Our farewell dinner was especially touching because it was clear that although this trip could have been a stuffy, rehearsed, empty visit, it was the exact opposite. My favorite moment was when at the very end of the dinner we all stood up, holding hands, and sang a Rotary song. It was the epitome of Rotarianism that I had ever seen--these two countries that had been on the brink of war in 1979 were now singing and holding hands and eating pizza.







<--Me singing "Sweet Baby James" by James Taylor. The sharing of cultures continued...




The biggest downside to the trip was definitely the return journey home. I spent all of Easter Sunday on a bus traveling back to Chillan. We left Rio Cuarto at 6:30 AM and pulled into my driveway at 2:45 AM the next day.
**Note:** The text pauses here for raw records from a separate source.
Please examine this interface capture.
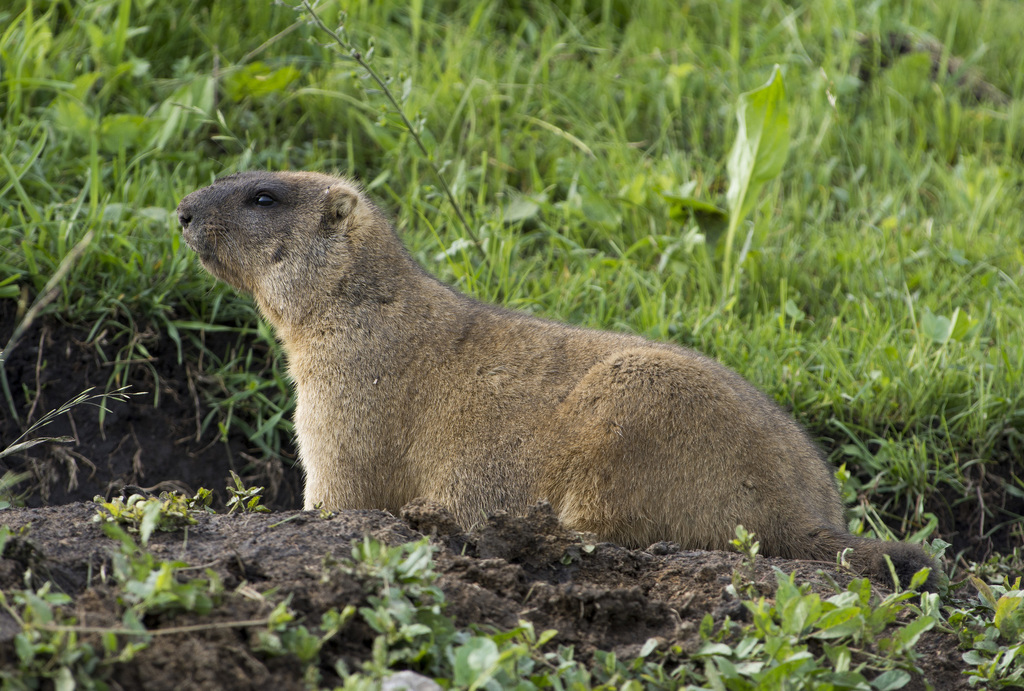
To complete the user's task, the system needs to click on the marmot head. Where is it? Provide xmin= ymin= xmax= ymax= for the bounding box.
xmin=177 ymin=171 xmax=382 ymax=325
xmin=176 ymin=171 xmax=363 ymax=291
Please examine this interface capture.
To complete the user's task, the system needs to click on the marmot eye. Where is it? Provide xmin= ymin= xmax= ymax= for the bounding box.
xmin=255 ymin=194 xmax=276 ymax=207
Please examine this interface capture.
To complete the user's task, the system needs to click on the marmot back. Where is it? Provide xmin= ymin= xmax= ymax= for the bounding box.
xmin=177 ymin=171 xmax=941 ymax=591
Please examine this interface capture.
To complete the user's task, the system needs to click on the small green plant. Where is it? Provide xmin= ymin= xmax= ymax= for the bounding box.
xmin=257 ymin=539 xmax=465 ymax=686
xmin=966 ymin=546 xmax=1024 ymax=584
xmin=691 ymin=568 xmax=939 ymax=689
xmin=323 ymin=538 xmax=575 ymax=688
xmin=315 ymin=501 xmax=336 ymax=519
xmin=324 ymin=540 xmax=953 ymax=689
xmin=225 ymin=470 xmax=272 ymax=514
xmin=338 ymin=538 xmax=452 ymax=675
xmin=93 ymin=488 xmax=214 ymax=543
xmin=0 ymin=578 xmax=111 ymax=690
xmin=255 ymin=601 xmax=356 ymax=688
xmin=662 ymin=66 xmax=790 ymax=301
xmin=258 ymin=602 xmax=355 ymax=661
xmin=0 ymin=517 xmax=289 ymax=689
xmin=950 ymin=576 xmax=1024 ymax=687
xmin=730 ymin=524 xmax=761 ymax=598
xmin=102 ymin=522 xmax=224 ymax=620
xmin=251 ymin=538 xmax=453 ymax=686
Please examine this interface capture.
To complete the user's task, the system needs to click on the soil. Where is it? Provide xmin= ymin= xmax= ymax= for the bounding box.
xmin=0 ymin=501 xmax=970 ymax=690
xmin=0 ymin=304 xmax=304 ymax=511
xmin=0 ymin=309 xmax=987 ymax=689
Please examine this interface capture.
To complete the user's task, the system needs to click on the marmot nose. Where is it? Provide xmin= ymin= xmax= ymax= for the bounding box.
xmin=177 ymin=209 xmax=192 ymax=230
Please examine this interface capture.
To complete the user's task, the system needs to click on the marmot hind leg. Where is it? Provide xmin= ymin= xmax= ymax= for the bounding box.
xmin=536 ymin=348 xmax=764 ymax=550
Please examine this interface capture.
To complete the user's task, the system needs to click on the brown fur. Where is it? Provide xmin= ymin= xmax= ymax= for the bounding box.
xmin=176 ymin=171 xmax=940 ymax=590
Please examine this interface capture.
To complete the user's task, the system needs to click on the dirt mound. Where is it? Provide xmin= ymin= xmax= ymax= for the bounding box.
xmin=0 ymin=499 xmax=968 ymax=689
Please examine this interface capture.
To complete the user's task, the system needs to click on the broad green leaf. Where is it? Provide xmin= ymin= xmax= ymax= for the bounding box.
xmin=694 ymin=642 xmax=733 ymax=657
xmin=55 ymin=666 xmax=75 ymax=691
xmin=994 ymin=595 xmax=1023 ymax=641
xmin=400 ymin=623 xmax=432 ymax=637
xmin=921 ymin=308 xmax=952 ymax=344
xmin=908 ymin=567 xmax=934 ymax=592
xmin=813 ymin=606 xmax=863 ymax=639
xmin=454 ymin=637 xmax=500 ymax=686
xmin=224 ymin=62 xmax=301 ymax=101
xmin=14 ymin=633 xmax=34 ymax=665
xmin=872 ymin=668 xmax=910 ymax=690
xmin=971 ymin=576 xmax=998 ymax=609
xmin=661 ymin=193 xmax=728 ymax=217
xmin=537 ymin=629 xmax=558 ymax=646
xmin=823 ymin=643 xmax=852 ymax=673
xmin=950 ymin=307 xmax=977 ymax=342
xmin=754 ymin=651 xmax=814 ymax=685
xmin=891 ymin=615 xmax=936 ymax=652
xmin=784 ymin=298 xmax=806 ymax=322
xmin=781 ymin=592 xmax=822 ymax=635
xmin=882 ymin=53 xmax=933 ymax=101
xmin=24 ymin=592 xmax=55 ymax=624
xmin=828 ymin=670 xmax=872 ymax=687
xmin=725 ymin=65 xmax=790 ymax=227
xmin=962 ymin=650 xmax=990 ymax=665
xmin=54 ymin=96 xmax=94 ymax=140
xmin=504 ymin=195 xmax=542 ymax=224
xmin=721 ymin=65 xmax=789 ymax=296
xmin=139 ymin=499 xmax=163 ymax=545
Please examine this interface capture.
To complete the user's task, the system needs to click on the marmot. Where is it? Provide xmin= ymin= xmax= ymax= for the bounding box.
xmin=177 ymin=171 xmax=939 ymax=590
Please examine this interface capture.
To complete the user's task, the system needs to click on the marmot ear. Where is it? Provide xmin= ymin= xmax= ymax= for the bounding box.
xmin=322 ymin=184 xmax=359 ymax=232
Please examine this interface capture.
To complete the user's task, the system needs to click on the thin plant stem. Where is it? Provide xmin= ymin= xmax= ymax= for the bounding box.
xmin=299 ymin=0 xmax=490 ymax=271
xmin=36 ymin=618 xmax=274 ymax=637
xmin=0 ymin=387 xmax=132 ymax=460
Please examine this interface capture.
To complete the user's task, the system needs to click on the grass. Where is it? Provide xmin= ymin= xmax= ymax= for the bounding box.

It was exhausting, but during our forty-five minute break in Santiago I got to meet my "host sister" Tamara, her husband José Manuel and their two little kids, Cote and Trini. They were so cute and reminded me of the way my family was sixteen years ago--parents trying to enjoy a meal and conversation while running after little kids in rest stops.

So even though I was thoroughly bored at times and had longed for company my own age, I was really happy that I got the chance to go on the trip. Now I have a better idea of Argentenian culture and can manage five languages now: English, French, Spanish, Chilean and Argentenian.